Jerry Schemmel, the Rockies phenomenal radio man for 850 KOA talked about the comforts of Coors Field during the pregame show before the Rockies were rained out on Monday. While he discussed the Diamondbacks also succeeding at Coors Field, he talked about the comforts of the Rockies playing at Coors Field.
Both men are absolutely spot-on. Their analysis gives great insight to what the team might actually be thinking in the clubhouse, on the team bus and in the team hotel. If the broadcasters are relaying that type of information, it probably speaks to something that is going on within the clubhouse walls.
Now there is nothing inherently wrong with wanting to come home. However, it might be revealing about something that is going on. Maybe the Rockies start losing on the road, like they did in Arizona, then they head to San Diego hoping things will be different. However, the first game in San Diego doesn’t go well and the Rockies are in need of winning the next two in order to take the series.
At that point in time, with a 1-3 record on the road trip, two games to go and facing James Shields in the finale, a team has to bear down and make a decision. If they want to salvage the trip they are going to have to be mentally tough and go out and find a way to win two games.
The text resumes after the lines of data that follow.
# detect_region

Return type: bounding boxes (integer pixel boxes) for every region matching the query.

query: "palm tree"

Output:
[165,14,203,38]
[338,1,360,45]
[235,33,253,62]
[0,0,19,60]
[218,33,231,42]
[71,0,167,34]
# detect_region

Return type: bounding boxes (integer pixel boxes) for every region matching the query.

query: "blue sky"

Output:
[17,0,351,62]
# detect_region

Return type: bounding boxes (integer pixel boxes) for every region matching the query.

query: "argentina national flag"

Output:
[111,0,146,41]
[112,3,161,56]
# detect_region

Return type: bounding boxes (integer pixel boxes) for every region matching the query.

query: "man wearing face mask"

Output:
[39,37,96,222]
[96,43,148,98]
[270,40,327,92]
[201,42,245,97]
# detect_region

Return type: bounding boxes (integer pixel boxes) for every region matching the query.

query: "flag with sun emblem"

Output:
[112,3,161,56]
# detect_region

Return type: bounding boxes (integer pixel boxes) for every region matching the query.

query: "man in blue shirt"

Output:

However, the easy answer, and one that seems to be happening often, is for the Rockies to mentally write off the remaining part of the road trip.
What if the Rockies, after their loss on Friday night, starting thinking about how nice it will be to be back at Coors Field, where they can play the type of baseball that they like and are built for? What if they simply start going through the motions, even subconsciously, giving up breaking out of their slump on the road and simply hoping for better results at home?
One of the most commonly used cliches in sports is the old saying “we just need to take it one day at a time.” While the saying is overused, it is absolutely something that is important in baseball. If a a player or a team starts thinking about their past successes or failures, or starts to think about an upcoming pitching matchup or series, they will lose their focus on the game that they have to play that day, or the next day.
It might not sound like a huge deal if a team mails it in once or twice, but what if the Rockies are doing this on nearly every road trip? What if instead of the final two games of a road trip, the team has a bad game or two and starts to let the road trip get to their heads when they still have six or seven games left on the trip. That could explain the trips in recent years where the Rockies return home after going 2-7 or 1-8 on a trip.
The Rockies undoubtedly face a challenge unlike any other teams in Major League Baseball. The effect of the altitude is hard to deny. While some of the effects might be overblown, there is a quarter century of Major League Baseball that suggests playing 81 games at a mile above sea level makes it difficult to play at lower elevations. However, the biggest hurdle might be the mental one that comes along with it.
The reality is, the Rockies might have a hurdle to overcome with the altitude. However, a winning baseball team finds ways to fight through adversity. They might face some difficult times along the way, but good teams find ways to overcome it.
The Rockies, after all of the years of losing and being led by a regime that made excuses, might need time to allow the losing mindset to work it’s way out of the club. Excuses permeate a team from the top down. New general manager Jeff Bridich seems intent on weeding those excuses out and focusing on good baseball, but that task won’t be accomplished overnight.
The reality for Rockies fans is that it might take several years for the team to completely weed out the losing mindset that has been a huge part of the fabric of the franchise for the final years of the Dan O’Dowd regime.